Table 1. Selected biomarkers and number of the studies included in meta-analysis.
Biomarkers | n. of the studies |
Fat Mass (total and visceral) | 38 |
Adipokines (adiponectin and leptin) | 22 |
IGFBPs (IGFBP-1, -2, -3) | 6 |
IGF-1 | 4 |
HOMA-Index | 17 |
Insulin | 34 |
Inflammation (TNFa, IL-1, IL-6, CRP) | 17 |
DHEA | 5 |
Figure 10. Flow chart of the study identification and selection.
Table 2. Characteristics of the included studies for the meta-analyses.

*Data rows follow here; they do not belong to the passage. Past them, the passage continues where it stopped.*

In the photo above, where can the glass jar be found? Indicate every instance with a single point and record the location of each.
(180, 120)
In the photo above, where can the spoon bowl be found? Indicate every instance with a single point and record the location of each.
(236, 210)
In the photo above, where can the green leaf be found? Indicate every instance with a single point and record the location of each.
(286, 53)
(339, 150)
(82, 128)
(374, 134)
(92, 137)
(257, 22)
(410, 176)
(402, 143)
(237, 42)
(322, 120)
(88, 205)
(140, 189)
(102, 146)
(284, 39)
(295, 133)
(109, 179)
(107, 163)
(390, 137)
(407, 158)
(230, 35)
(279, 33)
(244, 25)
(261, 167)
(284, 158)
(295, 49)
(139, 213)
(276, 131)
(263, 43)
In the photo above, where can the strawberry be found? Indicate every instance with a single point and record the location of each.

Study Design | Gender Stratification | Healthy Status Stratification | Time of Treatment |
Unrandomized | Randomized or Controlled | Randomized and Controlled | Cross-Sectional | Yes | No | Yes | No | Brief (<3 months) | Long-Term (>3 months) |
| | | | | | | | | |
4 | 14 | 23 | 2 | 16 | 27 | 36 | 2 | 26 | 16 |
Data analysis
Relevant data of the 43 studies available were entered for formal meta-analytic evaluation into the Comprehensive Meta-Analysis software (Biostat) [86]. Data analysis was performed as previously described [87]. In particular, for the results showed as post-data only, we selected mean, standard deviation and sample size in each group, or difference in means, sample size and p value between groups. When results were reported as pre- and post-data, we used mean, standard deviation, sample size in each group and correlation between baseline and end-point intervention period, or mean change, standard deviation difference, sample size in each group, correlation between baseline and end-point intervention period. For observational studies considering only one group (pre–post-intervention data), we used mean difference, standard deviation of difference and sample size. In all studies, we assumed the correlation between baseline and end-point study period to be 0.5 to produce the most conservative estimate [37,88], To enable a joint comparison, the standardized difference in mean (SDM) was calculated for each outcome. In our analysis, positive SDM indicates increased effect size of calorie restriction on outcome considered. The effect sizes of the included studies were pooled both under a ‘fixed effects model’ or ‘random effect model’. Under fixed effects model we assumed that the true effect is the same in all studies. By contrast, under the random-effects model we allowed that the true effect may vary from one study to the next [37]. Fixed or random effect model was selected following evaluation of heterogeneity between studies based on the I2 test for heterogeneity. When I2 values were low, we selected a fixed effects model, whereas random effects model was selected for I2 values higher than 75%.